Es la política de las identidades que, según Kaldor, constituye el principal objetivo de las nuevas guerras, emprendidas en defensa de nuestra identidad, presuntamente amenazada por la identidad de los designados como nuestros enemigos. Y es que, en esta era de los medios de comunicación y tras la muerte de las ideologías políticas, lo único que interesa a las audiencias y, por tanto, moviliza al electorado, es la política de las identidades: nosotros contra ellos. Y entre nosotros los españoles también sucede igual, sólo que elevado a la enésima potencia por una tradición de enfrentamiento incivil entre identidades excluyentes que sólo saben definirse por su recíproca incompatibilidad.

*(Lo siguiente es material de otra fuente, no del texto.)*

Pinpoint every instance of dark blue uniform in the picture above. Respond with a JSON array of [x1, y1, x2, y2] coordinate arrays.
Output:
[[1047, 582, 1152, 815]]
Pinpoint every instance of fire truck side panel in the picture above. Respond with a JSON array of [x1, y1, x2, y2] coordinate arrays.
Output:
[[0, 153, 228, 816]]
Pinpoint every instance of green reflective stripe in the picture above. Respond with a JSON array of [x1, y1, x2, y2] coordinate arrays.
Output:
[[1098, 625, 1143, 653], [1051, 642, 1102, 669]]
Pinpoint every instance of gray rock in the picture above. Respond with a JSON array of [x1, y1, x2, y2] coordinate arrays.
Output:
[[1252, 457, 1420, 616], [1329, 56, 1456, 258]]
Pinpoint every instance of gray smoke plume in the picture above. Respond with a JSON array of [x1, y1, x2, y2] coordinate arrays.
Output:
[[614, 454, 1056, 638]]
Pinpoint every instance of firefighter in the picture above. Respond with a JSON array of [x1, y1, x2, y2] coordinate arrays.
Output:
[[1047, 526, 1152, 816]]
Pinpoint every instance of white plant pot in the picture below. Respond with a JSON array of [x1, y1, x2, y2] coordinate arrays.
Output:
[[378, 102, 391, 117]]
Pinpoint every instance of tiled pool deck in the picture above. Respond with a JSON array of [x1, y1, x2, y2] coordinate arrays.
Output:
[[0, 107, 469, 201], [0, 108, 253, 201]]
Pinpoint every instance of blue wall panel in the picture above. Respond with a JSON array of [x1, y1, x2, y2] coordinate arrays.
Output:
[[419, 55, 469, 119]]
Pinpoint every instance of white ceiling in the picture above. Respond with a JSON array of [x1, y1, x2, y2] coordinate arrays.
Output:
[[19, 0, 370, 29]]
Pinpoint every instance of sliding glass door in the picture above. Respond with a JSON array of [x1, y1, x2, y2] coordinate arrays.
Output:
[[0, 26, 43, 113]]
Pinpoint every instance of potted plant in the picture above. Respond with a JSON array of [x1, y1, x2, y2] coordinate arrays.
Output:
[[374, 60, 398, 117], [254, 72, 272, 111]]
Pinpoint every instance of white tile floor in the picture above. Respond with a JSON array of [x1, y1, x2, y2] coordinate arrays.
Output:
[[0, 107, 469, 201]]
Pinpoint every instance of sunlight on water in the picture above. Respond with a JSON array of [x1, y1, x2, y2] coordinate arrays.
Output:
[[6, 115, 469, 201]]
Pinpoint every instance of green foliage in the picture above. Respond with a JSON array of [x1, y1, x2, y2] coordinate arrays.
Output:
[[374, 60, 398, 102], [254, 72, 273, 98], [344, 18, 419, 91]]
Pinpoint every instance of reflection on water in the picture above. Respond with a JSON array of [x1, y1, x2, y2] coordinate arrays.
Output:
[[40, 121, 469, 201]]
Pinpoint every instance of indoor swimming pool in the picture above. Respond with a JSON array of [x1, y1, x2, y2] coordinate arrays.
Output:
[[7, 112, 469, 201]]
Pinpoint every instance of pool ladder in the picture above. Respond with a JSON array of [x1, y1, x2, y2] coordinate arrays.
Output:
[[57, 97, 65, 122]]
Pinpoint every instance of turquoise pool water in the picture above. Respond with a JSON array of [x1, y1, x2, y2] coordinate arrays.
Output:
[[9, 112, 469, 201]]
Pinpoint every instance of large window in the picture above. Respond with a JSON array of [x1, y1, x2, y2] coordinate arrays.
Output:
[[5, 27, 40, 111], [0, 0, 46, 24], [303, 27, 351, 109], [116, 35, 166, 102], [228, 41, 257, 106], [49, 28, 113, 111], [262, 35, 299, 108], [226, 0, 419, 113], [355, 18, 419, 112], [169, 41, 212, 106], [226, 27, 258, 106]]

Ser catalán o vasco se identifica con ser antiespañol, mientras que ser español sólo significa ser antivasco y anticatalán. Y más allá de esta fractura territorial, la única lógica que separa y divide a las Dos Españas legadas por el franquismo es la de su mutuo enfrentamiento incivil. Ser aquí de derechas es repudiar a la izquierda, negándose a reconocerle su legítimo derecho a gobernar. Y viceversa, ser de izquierdas es aborrecer a la derecha, acusada de ser única culpable de todos nuestros males. Siempre en legítima defensa del nosotros con razón o sin ella, pues nadie reconoce las culpas de los suyos mientras a ellos se les niega el pan y la sal. Así que ¡a por ellos!, como rezaba el grito de guerra de la selección nacional en el último Mundial.

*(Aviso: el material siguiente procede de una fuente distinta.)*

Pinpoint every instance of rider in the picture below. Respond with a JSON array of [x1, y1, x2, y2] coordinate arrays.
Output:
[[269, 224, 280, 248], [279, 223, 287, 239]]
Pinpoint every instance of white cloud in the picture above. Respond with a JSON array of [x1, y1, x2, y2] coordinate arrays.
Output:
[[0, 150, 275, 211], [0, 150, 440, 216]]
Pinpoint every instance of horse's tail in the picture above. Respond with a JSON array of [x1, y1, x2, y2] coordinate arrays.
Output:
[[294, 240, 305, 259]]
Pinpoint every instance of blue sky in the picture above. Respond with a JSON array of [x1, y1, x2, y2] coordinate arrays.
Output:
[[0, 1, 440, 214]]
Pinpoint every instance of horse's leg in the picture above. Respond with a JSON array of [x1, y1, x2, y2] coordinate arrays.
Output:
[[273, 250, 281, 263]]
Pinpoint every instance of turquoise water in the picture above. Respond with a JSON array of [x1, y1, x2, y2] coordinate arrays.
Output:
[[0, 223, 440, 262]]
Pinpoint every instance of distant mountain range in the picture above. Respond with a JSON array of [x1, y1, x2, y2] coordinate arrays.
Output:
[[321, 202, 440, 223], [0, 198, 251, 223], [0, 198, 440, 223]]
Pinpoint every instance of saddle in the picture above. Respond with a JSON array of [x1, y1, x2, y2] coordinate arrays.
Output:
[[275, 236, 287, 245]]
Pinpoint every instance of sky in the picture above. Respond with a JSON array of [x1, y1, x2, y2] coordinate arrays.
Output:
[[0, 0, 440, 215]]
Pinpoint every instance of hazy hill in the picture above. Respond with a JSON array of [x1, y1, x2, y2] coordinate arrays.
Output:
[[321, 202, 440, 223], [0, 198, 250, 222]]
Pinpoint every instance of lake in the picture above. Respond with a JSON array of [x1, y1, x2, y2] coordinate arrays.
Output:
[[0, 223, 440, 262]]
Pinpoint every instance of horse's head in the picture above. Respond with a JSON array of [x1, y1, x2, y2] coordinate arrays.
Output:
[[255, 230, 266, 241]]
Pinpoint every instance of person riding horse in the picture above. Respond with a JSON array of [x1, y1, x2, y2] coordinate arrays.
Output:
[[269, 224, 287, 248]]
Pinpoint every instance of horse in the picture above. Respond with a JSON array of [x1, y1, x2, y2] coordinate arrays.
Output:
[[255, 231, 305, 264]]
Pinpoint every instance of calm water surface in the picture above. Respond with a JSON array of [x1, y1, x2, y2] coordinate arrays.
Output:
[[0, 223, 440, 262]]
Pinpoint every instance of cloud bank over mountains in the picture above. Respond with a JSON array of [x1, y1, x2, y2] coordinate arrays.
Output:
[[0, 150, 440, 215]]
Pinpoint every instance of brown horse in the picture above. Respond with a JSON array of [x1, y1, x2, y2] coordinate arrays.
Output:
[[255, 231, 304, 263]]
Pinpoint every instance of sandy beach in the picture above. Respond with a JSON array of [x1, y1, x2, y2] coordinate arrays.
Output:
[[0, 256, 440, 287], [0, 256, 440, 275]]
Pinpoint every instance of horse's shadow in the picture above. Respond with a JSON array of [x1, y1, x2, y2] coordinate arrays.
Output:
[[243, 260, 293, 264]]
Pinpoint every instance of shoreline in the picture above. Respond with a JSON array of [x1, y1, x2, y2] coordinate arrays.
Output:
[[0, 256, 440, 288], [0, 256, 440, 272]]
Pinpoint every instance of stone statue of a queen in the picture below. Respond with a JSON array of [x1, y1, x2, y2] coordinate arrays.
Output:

De ahí que los esfuerzos de unos y otros se centren en execrar la identidad del rival, para hacer de ella una piedra de escándalo. Lo hace la izquierda, que atribuye los problemas que nos aquejan (debate autonómico, alto el fuego de ETA) a la crispación política causada por el fanatismo del PP. Y lo hace la derecha, que justifica sus agresiones como legítima defensa de la dignidad nacional ofendida por ZP. Imagínense lo que sucederá durante el curso próximo, cuando comiencen los debates sobre la Ley de la Memoria Histórica, que pondrán de nuevo en escena la lucha fratricida entre identidades irredentas. Así lo augura con amarga lucidez un luminoso artículo de Andrés Trapiello publicado el jueves pasado en estas mismas páginas.

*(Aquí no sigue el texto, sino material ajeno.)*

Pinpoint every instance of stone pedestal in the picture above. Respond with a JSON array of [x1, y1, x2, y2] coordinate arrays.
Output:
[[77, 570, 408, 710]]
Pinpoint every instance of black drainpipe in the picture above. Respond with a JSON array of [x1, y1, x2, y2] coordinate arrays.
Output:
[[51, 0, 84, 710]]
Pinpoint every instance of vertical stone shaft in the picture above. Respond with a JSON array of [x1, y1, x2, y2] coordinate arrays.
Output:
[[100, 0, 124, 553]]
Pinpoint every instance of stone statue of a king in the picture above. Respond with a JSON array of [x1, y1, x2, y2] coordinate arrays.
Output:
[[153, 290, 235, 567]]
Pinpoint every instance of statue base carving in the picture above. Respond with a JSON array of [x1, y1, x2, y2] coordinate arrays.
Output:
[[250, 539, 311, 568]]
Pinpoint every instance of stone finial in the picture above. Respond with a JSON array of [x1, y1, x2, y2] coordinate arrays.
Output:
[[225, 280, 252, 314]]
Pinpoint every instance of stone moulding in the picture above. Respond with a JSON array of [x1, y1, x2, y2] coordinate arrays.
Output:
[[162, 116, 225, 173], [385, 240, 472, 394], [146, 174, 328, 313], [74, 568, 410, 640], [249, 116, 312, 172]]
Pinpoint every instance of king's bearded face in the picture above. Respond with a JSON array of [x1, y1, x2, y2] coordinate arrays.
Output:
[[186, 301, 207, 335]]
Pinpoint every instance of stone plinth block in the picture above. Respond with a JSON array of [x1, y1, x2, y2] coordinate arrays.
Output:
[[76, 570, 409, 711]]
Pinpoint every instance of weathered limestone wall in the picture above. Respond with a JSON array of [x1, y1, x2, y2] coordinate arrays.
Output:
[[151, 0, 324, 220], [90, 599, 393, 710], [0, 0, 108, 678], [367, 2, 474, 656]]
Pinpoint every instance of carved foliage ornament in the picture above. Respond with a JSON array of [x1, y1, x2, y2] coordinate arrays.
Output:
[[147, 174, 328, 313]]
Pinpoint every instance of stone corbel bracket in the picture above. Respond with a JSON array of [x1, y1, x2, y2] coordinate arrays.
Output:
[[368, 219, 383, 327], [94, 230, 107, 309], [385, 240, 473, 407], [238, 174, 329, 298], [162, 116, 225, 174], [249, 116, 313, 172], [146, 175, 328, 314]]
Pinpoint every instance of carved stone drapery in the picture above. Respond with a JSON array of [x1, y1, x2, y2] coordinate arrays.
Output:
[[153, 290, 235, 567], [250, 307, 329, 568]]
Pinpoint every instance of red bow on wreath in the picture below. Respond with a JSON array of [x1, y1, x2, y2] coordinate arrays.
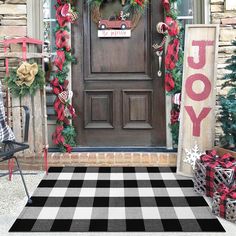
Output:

El problema es que semejante fractura de identidades mutuamente excluyentes es una ficción puramente imaginaria: un producto artificial de la manipulación mediática. Pues en la realidad española, a la que nuestros políticos dicen representar, no existe tal fractura social. Y es tan evidente este divorcio entre el ficticio drama político y la indiferente realidad social que cabe sospechar que tras su enfrentamiento truculento tiene que haber gato encerrado. Pues es verdad que, en escena, nuestros políticos representan con mucha convicción su irreconciliable odio fratricida. Pero entre bastidores coinciden al alimón en repartirse sin problemas aparentes las sustanciosas plusvalías políticas emergentes de la especulación urbanística e inmobiliaria. Estos y no aquellos son los verdaderos males de la patria, que ninguna de nuestras identidades enfrentadas parece tener interés en remediar.